An aftershock is like an echo — a smaller earthquake that occurs soon after a larger one, hitting the same area as the main shock. Large magnitude quakes can generate aftershocks of varying magnitudes over a period of months. For people living and working around the site of an earthquake, the subsequent days and weeks are filled with anxiety — when will there be a new one?

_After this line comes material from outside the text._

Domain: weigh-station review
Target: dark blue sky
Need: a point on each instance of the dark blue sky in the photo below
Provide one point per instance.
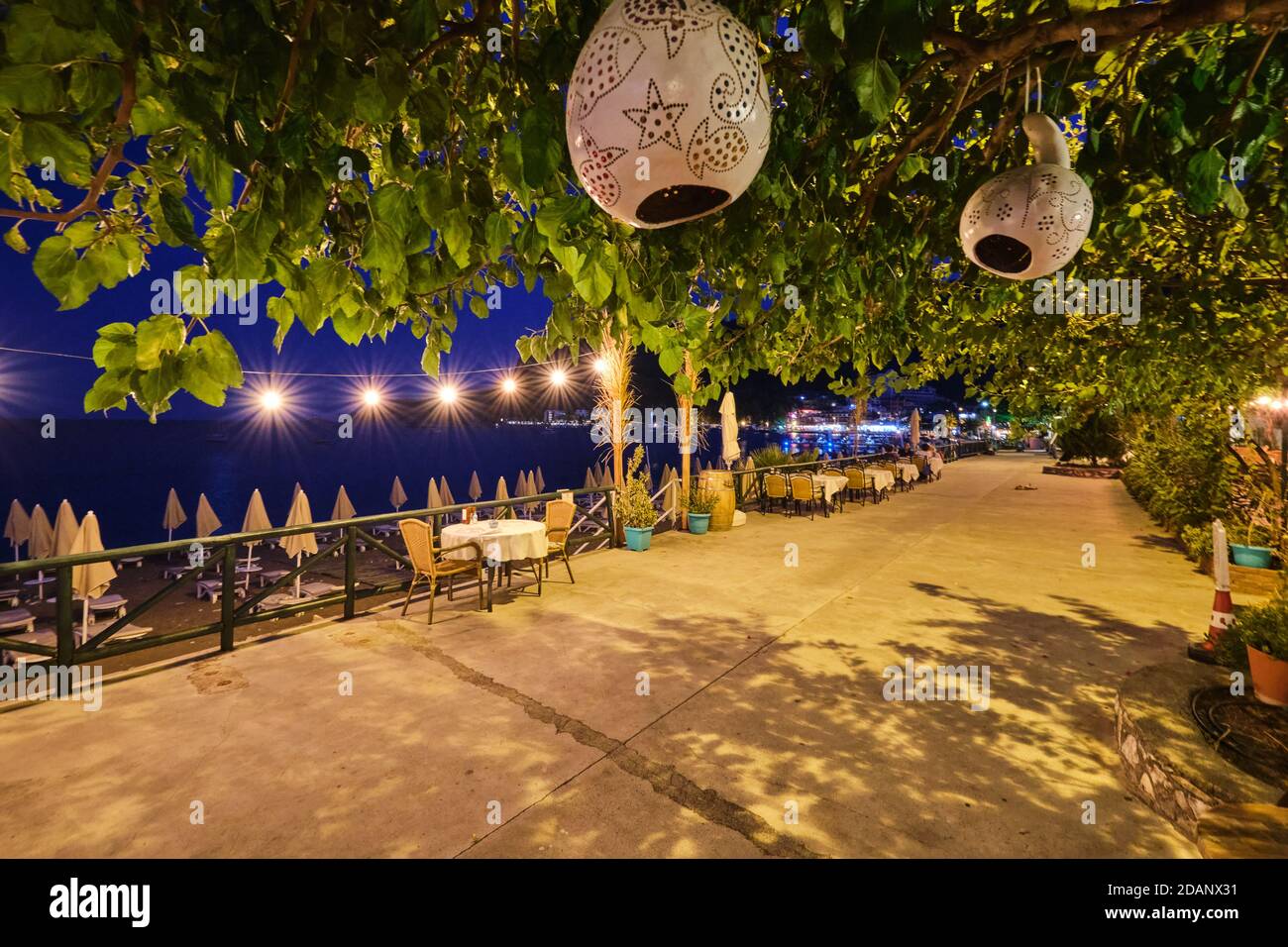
(30, 318)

Seismologists have crafted models that fairly accurately predict when an aftershock is going to take place and how violent (i.e. magnitude) it will be. Now, researchers at Google and Harvard have teamed up to produce an artificial intelligence system that can also predict where the aftershock will hit next.
The collaboration devised an AI that was fed a database of 131,000 earthquakes and the location of their subsequent aftershocks. The machine learning algorithm was instructed to spot the patterns in this complex landscape of variables upon variables.
There are a lot of things that shape a seismic event — from the composition of the ground to the interactions between tectonic plates to the ways seismic waves propagate through the Earth. Making sense of all the intricate layers upon layers can be maddening. However, this sort of high-volume pattern matching is what machine learning algorithms excel at. Such AIs are currently being used by tech giants like Facebook, Amazon, and Google to sell you virtual assistants or to show search results.
“After earthquakes of magnitude 5 or larger, people spend a great deal of time mapping which part of the fault slipped and how much it moved,” said Brendan Meade, a Professor of Earth and Planetary Sciences at Harvard University.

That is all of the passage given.